Q: How do Hyris, Vytro and Mytho fit into this vision?
Stefano Lo Priore: The three divisions are precisely designed to avoid confusion. Hyris is the distributed platform: qPCR, software, reagents and decentralised workflows. Vytro is the clinical front, where PCR becomes a medical product and service for hospitals and laboratories, with an IVD approach and deep multiplexing. Mytho is the NGS and bioinformatics area, so a different level: more customised, more specialised, closer to the needs of geneticists and advanced laboratories. We don’t want to say that one technology solves everything. We want to build the right answer for every question.

Q: AI is a much-used term. Where do you see its real value in diagnostics?
Stefano Lo Priore: The real value isn’t in replacing the professional. It’s in helping them work better. In diagnostics, AI must reduce noise, not create it. It can help interpret signals, identify anomalies, standardise controls, monitor instruments, and speed up a process. But it must be validated and governed. I don’t believe in AI as a gimmick. I believe in AI as part of a quality system.

Q: What role will NGS play in the future strategy?
Stefano Lo Priore: NGS is an extraordinary technology when the situation calls for depth. But precisely for this reason, it must not be trivialised. With Mytho, we want to approach it seriously: custom panels, bioinformatics, dialogue with the laboratory and the geneticist. It is not a generic catalogue. It is a specialist approach. The interesting thing is that NGS and PCR are not enemies. They can be complementary: one can open up the field, the other can translate certain signals into a faster, more repeatable routine.
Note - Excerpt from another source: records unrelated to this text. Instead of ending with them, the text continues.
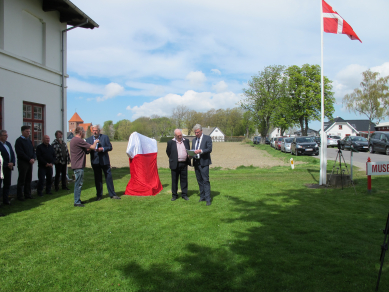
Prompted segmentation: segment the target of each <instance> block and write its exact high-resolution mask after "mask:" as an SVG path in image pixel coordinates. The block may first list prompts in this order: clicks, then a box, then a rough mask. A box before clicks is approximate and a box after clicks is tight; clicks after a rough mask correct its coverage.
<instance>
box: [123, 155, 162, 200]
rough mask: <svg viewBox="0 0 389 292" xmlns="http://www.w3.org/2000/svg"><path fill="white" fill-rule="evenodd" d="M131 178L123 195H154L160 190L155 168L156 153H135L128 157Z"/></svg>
mask: <svg viewBox="0 0 389 292" xmlns="http://www.w3.org/2000/svg"><path fill="white" fill-rule="evenodd" d="M129 162H130V174H131V178H130V181H129V182H128V184H127V188H126V191H125V193H124V194H125V195H129V196H155V195H156V194H158V193H159V192H160V191H162V189H163V188H162V184H161V181H160V180H159V175H158V168H157V153H148V154H137V155H135V157H134V158H133V159H131V158H129Z"/></svg>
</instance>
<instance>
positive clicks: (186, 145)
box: [166, 139, 190, 169]
mask: <svg viewBox="0 0 389 292" xmlns="http://www.w3.org/2000/svg"><path fill="white" fill-rule="evenodd" d="M184 146H185V149H188V150H189V149H190V148H189V147H190V146H189V140H187V139H185V140H184ZM166 154H167V156H168V157H169V167H170V169H177V167H178V152H177V142H176V140H170V141H168V142H167V147H166ZM185 162H186V164H188V165H190V159H189V157H187V158H186V161H185Z"/></svg>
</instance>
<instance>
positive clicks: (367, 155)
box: [313, 148, 389, 170]
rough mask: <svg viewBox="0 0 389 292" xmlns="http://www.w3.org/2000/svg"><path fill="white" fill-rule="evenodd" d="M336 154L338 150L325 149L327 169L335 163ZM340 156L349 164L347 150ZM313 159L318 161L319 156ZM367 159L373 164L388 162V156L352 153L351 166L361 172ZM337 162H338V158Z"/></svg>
mask: <svg viewBox="0 0 389 292" xmlns="http://www.w3.org/2000/svg"><path fill="white" fill-rule="evenodd" d="M337 154H338V148H327V169H330V168H332V166H333V164H334V163H335V158H336V156H337ZM342 154H343V157H344V160H345V161H346V163H350V154H351V152H350V151H348V150H342ZM313 157H316V158H318V159H320V156H313ZM368 157H370V159H371V161H374V162H378V161H388V162H389V156H387V155H385V154H381V153H379V154H377V153H370V152H358V153H356V152H354V153H353V165H354V166H357V167H359V168H361V170H365V169H366V161H367V158H368ZM337 161H339V157H338V160H337ZM342 162H343V161H342Z"/></svg>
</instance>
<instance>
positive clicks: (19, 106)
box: [0, 0, 66, 185]
mask: <svg viewBox="0 0 389 292" xmlns="http://www.w3.org/2000/svg"><path fill="white" fill-rule="evenodd" d="M2 7H3V11H1V9H0V80H1V83H0V97H1V98H2V99H3V107H2V111H3V112H2V114H3V129H5V130H7V131H8V135H9V137H8V141H9V142H10V143H11V144H12V145H13V146H14V144H15V140H16V139H17V137H19V136H20V133H21V132H20V128H21V126H22V125H23V102H31V103H36V104H42V105H44V123H43V133H44V134H47V135H49V136H50V139H51V141H52V140H53V139H54V133H55V131H56V130H59V129H62V112H61V107H62V104H61V83H62V81H61V72H60V70H61V31H62V30H63V29H66V24H61V23H60V22H59V15H58V13H57V12H49V13H47V12H44V11H43V10H42V1H40V0H0V8H2ZM65 115H66V108H65ZM37 169H38V168H37V163H35V165H34V170H33V180H36V179H37ZM17 176H18V175H17V170H15V171H14V172H13V175H12V185H14V184H16V181H17Z"/></svg>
Q: What is the message for investors, partners and institutions?
Stefano Lo Priore: The message is that molecular diagnostics is a strategic lever, not just a technology market. Anyone investing in this sector must look beyond the individual product: they must look at the platform, quality, data, regulation, scalability and the ability to build partnerships. Helyx was founded for this very reason: to be an industrial group capable of linking scientific innovation with practical application. The vision is ambitious, but very practical: to make diagnostics more accessible, smarter and more reliable.
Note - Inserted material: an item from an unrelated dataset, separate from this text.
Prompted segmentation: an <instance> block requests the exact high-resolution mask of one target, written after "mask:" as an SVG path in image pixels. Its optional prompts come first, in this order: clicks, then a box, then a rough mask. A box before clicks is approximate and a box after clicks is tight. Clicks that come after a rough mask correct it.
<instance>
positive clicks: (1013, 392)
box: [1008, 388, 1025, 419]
The future of molecular diagnostics will be shaped by a combination of proximity, automation, precision, data and access. Decentralisation will reduce the distance between testing and decision-making; AI will help standardise certain steps; personalised medicine will increase the need for biomarkers and genomic information; the cloud will transform isolated tools into networks; and regulation will ensure that only truly scalable models are adopted.
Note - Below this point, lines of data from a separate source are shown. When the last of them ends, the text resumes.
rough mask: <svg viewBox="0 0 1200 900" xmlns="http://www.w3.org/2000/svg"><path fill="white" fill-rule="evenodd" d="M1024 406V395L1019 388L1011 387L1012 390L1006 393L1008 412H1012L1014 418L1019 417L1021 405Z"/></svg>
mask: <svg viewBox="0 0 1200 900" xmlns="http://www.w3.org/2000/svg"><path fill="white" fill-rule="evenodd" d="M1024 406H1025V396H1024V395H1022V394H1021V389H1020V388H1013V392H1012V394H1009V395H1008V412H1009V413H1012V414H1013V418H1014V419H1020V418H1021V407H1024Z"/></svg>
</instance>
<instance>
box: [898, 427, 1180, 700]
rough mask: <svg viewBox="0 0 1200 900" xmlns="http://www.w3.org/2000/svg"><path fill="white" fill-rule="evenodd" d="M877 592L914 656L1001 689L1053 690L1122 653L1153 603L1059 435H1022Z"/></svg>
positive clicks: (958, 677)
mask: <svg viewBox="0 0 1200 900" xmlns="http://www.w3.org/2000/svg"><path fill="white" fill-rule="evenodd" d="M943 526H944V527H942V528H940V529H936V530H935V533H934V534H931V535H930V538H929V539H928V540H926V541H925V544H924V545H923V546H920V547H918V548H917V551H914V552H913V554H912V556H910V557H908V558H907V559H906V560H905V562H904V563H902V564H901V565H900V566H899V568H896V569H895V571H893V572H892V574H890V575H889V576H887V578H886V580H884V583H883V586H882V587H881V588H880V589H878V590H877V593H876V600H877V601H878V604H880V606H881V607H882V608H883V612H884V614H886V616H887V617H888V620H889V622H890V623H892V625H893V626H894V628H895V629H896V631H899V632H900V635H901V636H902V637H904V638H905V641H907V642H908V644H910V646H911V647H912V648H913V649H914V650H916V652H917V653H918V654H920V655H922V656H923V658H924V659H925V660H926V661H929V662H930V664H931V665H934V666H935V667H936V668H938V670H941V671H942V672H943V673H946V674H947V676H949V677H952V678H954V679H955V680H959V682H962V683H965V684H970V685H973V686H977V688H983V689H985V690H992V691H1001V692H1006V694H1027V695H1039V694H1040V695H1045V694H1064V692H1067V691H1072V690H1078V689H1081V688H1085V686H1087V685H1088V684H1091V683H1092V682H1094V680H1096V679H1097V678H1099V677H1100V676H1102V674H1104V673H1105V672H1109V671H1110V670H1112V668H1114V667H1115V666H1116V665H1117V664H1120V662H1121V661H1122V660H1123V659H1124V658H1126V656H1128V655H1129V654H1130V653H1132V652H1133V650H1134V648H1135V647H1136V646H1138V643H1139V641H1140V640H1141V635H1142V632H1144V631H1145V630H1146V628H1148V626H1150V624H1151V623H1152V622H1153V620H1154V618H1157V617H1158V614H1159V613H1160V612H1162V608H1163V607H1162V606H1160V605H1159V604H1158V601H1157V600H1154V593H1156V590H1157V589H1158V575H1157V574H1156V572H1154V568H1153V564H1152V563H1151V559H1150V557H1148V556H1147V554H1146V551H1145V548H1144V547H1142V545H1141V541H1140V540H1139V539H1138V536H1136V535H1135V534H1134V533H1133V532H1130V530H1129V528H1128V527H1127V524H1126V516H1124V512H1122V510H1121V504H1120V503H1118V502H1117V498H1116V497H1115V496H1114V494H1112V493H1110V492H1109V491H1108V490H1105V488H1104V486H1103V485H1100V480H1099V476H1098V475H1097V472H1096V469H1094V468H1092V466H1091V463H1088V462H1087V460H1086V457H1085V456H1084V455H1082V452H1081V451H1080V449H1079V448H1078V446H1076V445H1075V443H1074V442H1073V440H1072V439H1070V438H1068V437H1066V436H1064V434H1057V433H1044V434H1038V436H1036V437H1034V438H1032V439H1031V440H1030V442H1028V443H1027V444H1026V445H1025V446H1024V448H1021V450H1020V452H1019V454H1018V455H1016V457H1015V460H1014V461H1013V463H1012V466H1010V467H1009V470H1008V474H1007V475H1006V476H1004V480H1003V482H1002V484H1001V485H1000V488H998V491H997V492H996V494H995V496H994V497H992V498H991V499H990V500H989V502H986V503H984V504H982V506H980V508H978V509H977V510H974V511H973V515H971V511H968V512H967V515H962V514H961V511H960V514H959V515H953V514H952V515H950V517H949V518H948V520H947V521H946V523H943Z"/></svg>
The trajectory is clear: diagnostics will no longer be merely a technical function behind the scenes, but an active component of predictive, preventive and personalised medicine. However, this evolution will require restraint. Not all tests need to be decentralised; not all data requires AI; not every clinical question requires NGS. The future will be strong where it is appropriate.

Within this framework, Helyx Industries S.p.A. can be seen as a group built to cover three complementary levels. Hyris makes qPCR distributed, connected and operational. Vytro takes clinical PCR towards deep multiplexing and IVD pathways. Mytho opens up the NGS and custom bioinformatics front. The vision is not to replace one technology with another, but to build an ecosystem capable of selecting the right tool for every problem. For healthcare and industry stakeholders, the decisive question will not be ‘which is the most innovative technology?’, but ‘which diagnostic infrastructure makes the decision more timely, reliable and sustainable?’. Much of the future value of molecular diagnostics will hinge on this question.